- Genre: Documentary
- Directed by: Robert Fleming
- Narrated by: Alexander John
- Country of origin: United Kingdom
- Original language: English
- No. of seasons: 1
- No. of episodes: 8

Production
- Producer: Robert Fleming
- Cinematography: Paul Williams
- Editor: Roger Shufflebottom
- Running time: 30 minutes
- Production company: Thames/Argo

Original release
- Network: ITV
- Release: 8 February 1989 – 16 January 1990

= Flying Squad (TV series) =

Flying Squad is a documentary television series broadcast in 1989 on the British ITV network. It was a joint production between Argo Productions and Thames Television. The series followed the elite unit known as the Flying Squad, part of London's Metropolitan Police Service.

==Episodes==

The series consists of eight thirty-minute episodes broadcast in February and March 1989; however, one of the episodes was delayed for legal reasons and broadcast in January 1990. Each episode follows a particular Flying Squad operation in a fly-on-the-wall format through its planning stages to the conclusion. Many of the episodes featured suspects under police surveillance, planning and carrying out armed robberies, culminating in a pavement ambush by armed officers while offenders were in the act of committing the crime. Other episodes featured Flying Squad officers carrying out their daily duties.

The episodes are:

1. "Operation Boxer", originally broadcast 8 February 1989;
2. "Operation Pelican", originally broadcast 15 February 1989;
3. "Operation Jackdaw", originally broadcast 22 February 1989;
4. "Operation Turkey", originally broadcast 1 March 1989;
5. "Operation Night-Hawk", originally broadcast 8 March 1989;
6. "Operation Admiral", originally broadcast 15 March 1989;
7. "The Team at Tower Bridge", originally broadcast 22 March 1989; and
8. "Operation Dachshund", originally broadcast 16 January 1990 and delayed for legal reasons.

=="Operation Turkey"==

One of the most memorable episodes, "Operation Turkey", features the theft of £10,000 in wages from a Bejam supermarket in Hare Street, Woolwich, on 23 November 1987. The robbery was set up by a police informant named Seamus Ray. Following the raid, robbers Ronnie Easterbrook and Tony Ash, and their getaway driver Gary Wilson drove to Sunbury Street, Woolwich, to swap cars. Flying Squad officers were already waiting there and ambushed the gang. In the gun battle, which took place close to Woolwich Fire Station, Tony Ash was shot dead by police; Ronnie Easterbrook and Gary Wilson both suffered gunshot wounds. One of the officers was wounded in the leg by shots from Easterbrook's gun.

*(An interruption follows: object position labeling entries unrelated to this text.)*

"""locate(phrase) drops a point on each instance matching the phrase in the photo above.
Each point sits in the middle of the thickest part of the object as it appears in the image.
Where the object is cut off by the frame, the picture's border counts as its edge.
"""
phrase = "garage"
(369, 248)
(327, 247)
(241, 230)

Easterbrook was sentenced to whole life imprisonment. In 1997 and 1999, Easterbrook went on hunger strike over what he believed to be a miscarriage of justice in the shooting of Tony Ash by armed officers, suggesting the armed officers who arrested him had operated a shoot-to-kill policy. The hunger strikes continued and Easterbrook started several legal appeals through his solicitors and refused to accept the legality of his conviction. Despite these legal challenges, Ronnie Easterbrook died in HM Prison Gartree, Leicestershire, on 10 May 2009.

==Theme tune==

Flying Squad is as much known for the haunting melody of its theme tune during the opening and closing credits as it was for its programme content. The opening sequence features a blue and black monochromatic animation of the wings of a bird of prey superimposed over real programme footage.

==Production team==

The series was produced and directed by London-born director Robert Fleming, and narrated by Alexander John. Archive footage from the series is held in the archives of FremantleMedia. Some of the footage from the series was used in the 2010 series Flying Squad: The Real Sweeney, broadcast on the National Geographic Channel and including the footage of the shooting during Operation Turkey in 1987. The series was produced by the same production team that produced the television series Murder Squad.